En 1997 Andrés Allamand perdió la elección senatorial y a partir de eso escribió su libro «La travesía por el desierto» (1999). En esas tempranas memorias recordó la carta enviada al sector más reaccionario de la derecha, donde decía: ‘Aquellos que a brazo partido han defendido la rigidez absoluta de la Constitución deberán observar impotentes cómo la Concertación, disponiendo de mayorías que nosotros mismos les habremos facilitado, impondrá sin contrapeso su voluntad’ (p. 462). La preocupación del hoy Senador era pragmática, porque en la medida que pasaran los años, los senadores designados terminarían dando una mayoría a la centro izquierda que la derecha deseaba impedir. Son esos los motivos que explican en buena parte por qué estos aceptaron la reforma constitucional de 2005, un acuerdo marcado por los tumultuosos años iniciales de la administración de Ricardo Lagos, más que por una convicción democrática de reforma.
Días atrás el mismo senador le imputaba a la derecha partidaria del apruebo su visión miope, porque implicaba una asociación con quienes desean, en su opinión, eliminar el derecho de propiedad, la libertad de enseñanza, el Tribunal Constitucional y el Banco Central, entre otras ‘monstruosidades’. Algo similar ha señalado este fin de semana Carlos Larraín en una entrevista. Estas expresiones son una simplificación torpe de la realidad y olvidan con facilidad que el gran desafió que enfrenta la democracia constitucional es establecer reglas que le permitan gobernar la complejidad para garantizar su sobrevivencia, para lo cual necesitamos discutir pactos constitucionales que permitan gestionar la incertidumbre y el riesgo, que provocan temores justificados en millones de personas. Hoy en distintas partes del mundo esto se define entre quienes desean profundizar la democracia o promover proyectos constitucionales autoritarios.
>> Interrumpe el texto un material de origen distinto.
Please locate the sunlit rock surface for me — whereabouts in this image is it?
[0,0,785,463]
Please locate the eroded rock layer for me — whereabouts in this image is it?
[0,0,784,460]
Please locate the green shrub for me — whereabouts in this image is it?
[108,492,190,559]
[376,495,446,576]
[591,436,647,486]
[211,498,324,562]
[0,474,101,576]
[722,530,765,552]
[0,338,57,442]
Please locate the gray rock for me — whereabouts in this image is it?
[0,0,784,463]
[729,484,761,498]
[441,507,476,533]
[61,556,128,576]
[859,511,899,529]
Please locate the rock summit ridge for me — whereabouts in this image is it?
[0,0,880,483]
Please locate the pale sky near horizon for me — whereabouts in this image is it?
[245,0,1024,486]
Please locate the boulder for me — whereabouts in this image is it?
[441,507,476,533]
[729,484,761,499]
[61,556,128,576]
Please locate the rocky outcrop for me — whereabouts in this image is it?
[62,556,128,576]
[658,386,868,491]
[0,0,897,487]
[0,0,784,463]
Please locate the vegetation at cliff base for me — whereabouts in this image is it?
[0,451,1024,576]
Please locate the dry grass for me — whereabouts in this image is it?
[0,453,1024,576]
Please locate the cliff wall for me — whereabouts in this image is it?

Es cierto que las reflexiones propias no nos pueden llevar a conclusiones uniformes con otros y que la calidad de la democracia se mide en la capacidad que tiene para administrar nuestros disensos, por eso debemos utilizar la protesta pacífica, la deliberación y el voto para resolver nuestras diferencias. Pero para que esto sea posible es indispensable que los responsables de la discusión pública actúen lealmente con los hechos del debate, lo que se traduce en no imputar a otros el propio prejuicio.
Mientras en el mundo abundan los mesiánicos con sus propuestas constitucionales —Putin es el ejemplo reciente— nuestro país tiene la posibilidad de ‘democratizar la democracia’. Esa es la importancia del plebiscito del 26 de abril, la invitación a una travesía colectiva que no tiene nada de miope.